Sunday, March 9, 2008

Matthew 4:21-22 The Messiah calls disciples II

We can fake religion and piety. It’s possible for us to live like a Christian when everyone is looking. One thing we cannot do is generate saving faith within ourselves or create a desire to follow after God out of our own affections. How we respond when Christ calls is the “proof in the pudding” that shows whether we are truly one of His sheep. As we read these verses, we see the response of those with genuine faith to the call of the Messiah into service.

After Jesus had called Peter and Andrew, He continued walking “He saw two other brothers, James the son of Zebedee and John his brother” (Matthew 4:20). I think it is interesting to note how these men were spending their time when Christ came to them on His divinely journey. First of all, as Matthew records, they were “in the boat with Zebedee their father”. These men, like Peter and Andrew, were fishermen. Unlike Peter and Andrew, they worked with their father. They worked as a family in a fishing business and that business was probably quite profitable. At least, the Bible seems to suggest that the family was fairly well off. We note, for example, in Mark 1:20 that there were also servants who worked with them and their father. I would imagine, then, that these guys had it made. I mean, their dad was the boss, business was doing pretty well, and they would likely inherit the family business when he passed on. ]

However, we see that these men were not lazy, lecherous bums who were mooching off of their father. In fact, when Jesus saw them they were “mending their nets”. The English word “mending” translates the Greek work “katarizo” which can mean “to repair”. However, it can also mean “fully” or “perfect” (Luke 6:40). It could have been that these men were preparing their nets for the next time they would go fishing. In any case, they were busy. People who work for themselves in a business such as James or John never really seem to have time off in my experience. I had a Sunday School teacher at the church that I pastured who was a farmer. If he wasn’t in the field, he was repairing equipment. He was always working. I, on the other hand, now work 4 days a week and when I’m off work, I am off from work. I might check email to see if an auditee had answered back with some information I had requested but I am not doing any real work. Of course, when I get to work, I have plenty of things waiting for me. These men didn’t have supervisors and they didn’t have people telling them what had to be done. They knew what to do and were busy doing their work.
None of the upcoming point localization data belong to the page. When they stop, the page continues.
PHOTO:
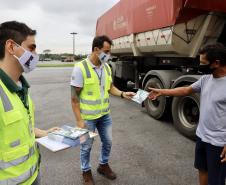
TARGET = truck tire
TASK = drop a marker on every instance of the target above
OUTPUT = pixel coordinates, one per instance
(185, 112)
(156, 108)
Jesus finds these men being industrious rather than sitting idle. Matthew records that Jesus “called them” without quoting the exact words that Jesus used. However, we see the response of these men in verse 22. Because they were His sheep, when He called, they responded with obedience. They left their comfortable life with their business and their father. In fact, they left immediately. Certainly, God expects us to love and care for our family. We should remember, however, that our highest priority is to serve Christ. There should be nothing—jobs, friends, family—that should interfere with our service to Jesus Christ. In fact when we compare our love for Christ to our love for others, our love for Christ should make that love look like hate (Luke 14:26).

Does our response to the call of Christ in our lives demonstrate that He is our highest priority and that our loyalty to Him is our first loyalty? Let us soberly ask ourselves that question as we reflect on these verses.